この記事へのコメント
この歌の中に「力点」という物理的用語をもってきたのが発見かなと思い頂きました。
Posted by 宇田川庄五 at 2018年05月09日 18:05
「力点のあり」から植物の命の強さが感じられるお歌だと思いました。花芽形成から満開、そして散ってゆくまでを、芯に宿る力点が支えているのだろうとも思いました。
Posted by 笹渕静香 at 2018年05月12日 23:55
宇田川さん、笹渕さんのおっしゃる通り、「力点」がこの歌の肝だと思います。
広辞苑によると「力点」の意味は
1.梃子で物を動かす時、力を加える点
2.重点のおかれている箇所
となります。当初は辞書を引きつつ、本当にこの場面で「力点」を使うのがふさわしいか考えましたが、今にも芽吹こうとする梅の生命力が、蕾の先端に集中しているという状況を描写するには、これで良いように思いました。

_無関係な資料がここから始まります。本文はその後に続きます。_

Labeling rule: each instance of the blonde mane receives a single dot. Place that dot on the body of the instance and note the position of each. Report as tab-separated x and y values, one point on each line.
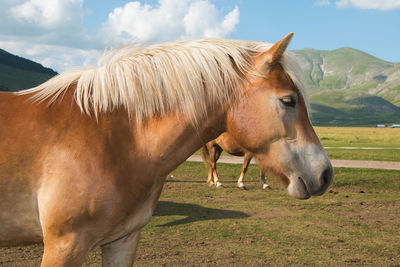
161	78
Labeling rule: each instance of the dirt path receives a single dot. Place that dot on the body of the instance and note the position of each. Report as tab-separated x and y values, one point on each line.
386	165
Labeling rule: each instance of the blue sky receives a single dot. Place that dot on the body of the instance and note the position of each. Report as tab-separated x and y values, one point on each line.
70	33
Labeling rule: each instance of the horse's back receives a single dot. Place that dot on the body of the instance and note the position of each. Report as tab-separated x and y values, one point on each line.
229	145
19	217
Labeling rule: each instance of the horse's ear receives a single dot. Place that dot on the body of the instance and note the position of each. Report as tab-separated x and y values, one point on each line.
275	53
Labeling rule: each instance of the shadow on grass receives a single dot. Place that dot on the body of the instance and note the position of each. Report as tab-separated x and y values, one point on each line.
193	212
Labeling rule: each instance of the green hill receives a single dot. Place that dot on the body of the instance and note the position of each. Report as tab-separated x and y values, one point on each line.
17	73
350	87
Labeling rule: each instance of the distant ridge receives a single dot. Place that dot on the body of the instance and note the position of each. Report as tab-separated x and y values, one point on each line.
350	87
17	73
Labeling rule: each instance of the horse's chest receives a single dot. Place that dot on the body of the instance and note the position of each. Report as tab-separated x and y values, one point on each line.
137	217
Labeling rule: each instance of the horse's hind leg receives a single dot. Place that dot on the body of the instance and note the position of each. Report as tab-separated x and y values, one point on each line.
121	252
217	150
214	154
70	249
263	182
246	162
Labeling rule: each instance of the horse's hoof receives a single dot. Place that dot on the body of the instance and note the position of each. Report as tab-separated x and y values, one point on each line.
265	186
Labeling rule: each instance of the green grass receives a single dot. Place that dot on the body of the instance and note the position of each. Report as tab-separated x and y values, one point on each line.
335	137
355	223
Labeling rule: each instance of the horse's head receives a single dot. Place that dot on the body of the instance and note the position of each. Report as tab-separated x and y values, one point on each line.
271	120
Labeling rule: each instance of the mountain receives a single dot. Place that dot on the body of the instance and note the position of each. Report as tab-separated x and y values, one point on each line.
350	87
17	73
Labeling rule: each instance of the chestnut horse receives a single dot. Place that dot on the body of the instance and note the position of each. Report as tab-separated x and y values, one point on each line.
211	152
84	156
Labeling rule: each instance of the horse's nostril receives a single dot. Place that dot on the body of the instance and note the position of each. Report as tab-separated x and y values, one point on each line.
326	176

Posted by 亀尾美香 at 2018年05月13日 20:09
前評者と同じく「力点」が効いていますよね。初句の「膨らみし」というやわらかな入りかたから、芯のひとつひとつにズームしていくような視点の動きが感じられて、結句の「あり」まで力強さが表現されているのもよいと感じました。

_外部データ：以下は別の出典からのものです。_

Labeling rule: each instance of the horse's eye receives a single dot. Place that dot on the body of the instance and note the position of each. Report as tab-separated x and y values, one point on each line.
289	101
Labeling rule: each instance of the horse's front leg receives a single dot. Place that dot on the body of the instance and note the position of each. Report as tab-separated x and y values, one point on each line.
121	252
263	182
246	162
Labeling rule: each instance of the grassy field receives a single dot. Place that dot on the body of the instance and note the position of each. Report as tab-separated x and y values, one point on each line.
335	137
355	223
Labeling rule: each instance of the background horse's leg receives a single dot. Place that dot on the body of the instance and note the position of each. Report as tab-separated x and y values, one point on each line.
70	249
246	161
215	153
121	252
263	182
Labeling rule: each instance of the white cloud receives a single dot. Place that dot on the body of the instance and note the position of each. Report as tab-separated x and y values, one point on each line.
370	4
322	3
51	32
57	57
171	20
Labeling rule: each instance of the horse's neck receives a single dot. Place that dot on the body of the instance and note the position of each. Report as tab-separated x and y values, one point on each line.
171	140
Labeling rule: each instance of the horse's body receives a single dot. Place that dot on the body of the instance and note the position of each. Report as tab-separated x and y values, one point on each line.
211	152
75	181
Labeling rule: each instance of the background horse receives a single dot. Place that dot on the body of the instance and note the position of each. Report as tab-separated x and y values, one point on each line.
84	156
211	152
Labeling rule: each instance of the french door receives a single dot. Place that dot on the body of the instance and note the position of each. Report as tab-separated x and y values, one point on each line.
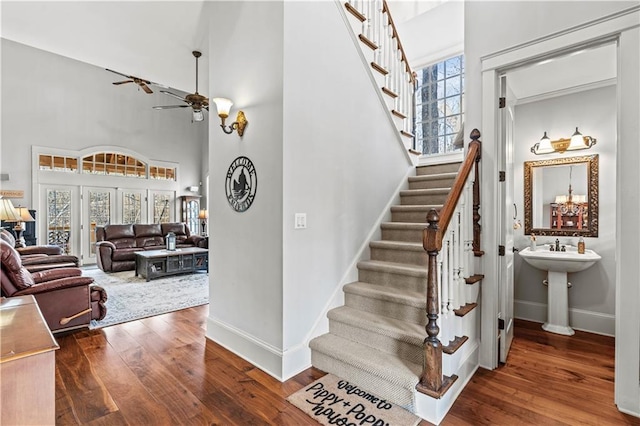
98	209
61	218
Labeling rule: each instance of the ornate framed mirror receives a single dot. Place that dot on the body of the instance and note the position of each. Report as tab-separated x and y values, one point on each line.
561	196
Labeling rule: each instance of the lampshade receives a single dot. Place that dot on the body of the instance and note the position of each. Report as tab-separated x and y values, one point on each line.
544	146
198	115
577	141
8	213
25	216
223	105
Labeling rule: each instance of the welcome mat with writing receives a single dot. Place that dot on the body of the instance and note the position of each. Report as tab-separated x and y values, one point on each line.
334	401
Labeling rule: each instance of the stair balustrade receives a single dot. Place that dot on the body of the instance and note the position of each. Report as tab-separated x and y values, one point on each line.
379	33
451	240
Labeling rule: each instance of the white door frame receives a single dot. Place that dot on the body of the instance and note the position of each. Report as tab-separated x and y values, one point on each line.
624	28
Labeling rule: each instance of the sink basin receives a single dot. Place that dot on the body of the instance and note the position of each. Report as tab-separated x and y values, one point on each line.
558	264
559	261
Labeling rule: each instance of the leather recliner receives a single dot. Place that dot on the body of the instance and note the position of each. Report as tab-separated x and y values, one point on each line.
42	257
66	299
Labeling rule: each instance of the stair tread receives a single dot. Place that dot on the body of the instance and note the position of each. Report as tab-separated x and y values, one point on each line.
435	176
396	245
402	268
392	294
428	191
417	207
400	330
403	225
392	369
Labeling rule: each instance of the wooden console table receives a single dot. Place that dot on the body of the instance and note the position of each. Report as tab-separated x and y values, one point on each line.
27	364
161	263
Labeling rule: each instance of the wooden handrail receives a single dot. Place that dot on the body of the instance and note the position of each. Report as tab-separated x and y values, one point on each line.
473	156
432	382
385	8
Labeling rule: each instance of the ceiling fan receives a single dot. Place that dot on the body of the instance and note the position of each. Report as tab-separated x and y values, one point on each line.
194	100
133	79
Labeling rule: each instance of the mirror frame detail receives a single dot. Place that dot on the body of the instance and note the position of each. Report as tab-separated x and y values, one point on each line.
592	181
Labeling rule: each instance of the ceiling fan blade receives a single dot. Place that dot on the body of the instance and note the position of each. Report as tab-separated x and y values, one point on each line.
173	94
119	73
170	106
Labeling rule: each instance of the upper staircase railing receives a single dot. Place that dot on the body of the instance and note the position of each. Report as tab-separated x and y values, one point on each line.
378	32
451	239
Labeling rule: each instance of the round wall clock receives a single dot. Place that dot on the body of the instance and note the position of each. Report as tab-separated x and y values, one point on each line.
241	184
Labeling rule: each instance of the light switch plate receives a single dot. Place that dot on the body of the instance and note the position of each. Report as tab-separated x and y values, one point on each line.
300	221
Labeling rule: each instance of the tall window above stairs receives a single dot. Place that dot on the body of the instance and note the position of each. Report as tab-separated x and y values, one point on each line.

Posted by 太田青磁 at 2018年05月21日 10:01
 少し読みを「発展」させるところに、この一首の魅力があるとおもう。それは(花芽の芯と力点)の関係である。花芽はやがて外に向かって花ひらく。開花の力点は花芽の芯にある。この力点は根でいえば成長点であり、その源には外に放射する生命力がある。その花芽が木の枝に多くつき、作者の目に点在し、一斉に生命を放射せんとしている。それに作者は感応するのである。作者にとっては「梅」の花芽であるが、私は「桃」の花芽をイメージした。まことに良く出来た歌であり、感心させられる。
Posted by かわすみさとる at 2018年05月23日 09:24
「膨らみし梅の花芽の」から春へのぬくもりと、「芯」「力点」という言葉から、冬の間中、開花に向けて花のひとつひとつが蓄えていた力の強さを感じられて、いい歌だなと思いました。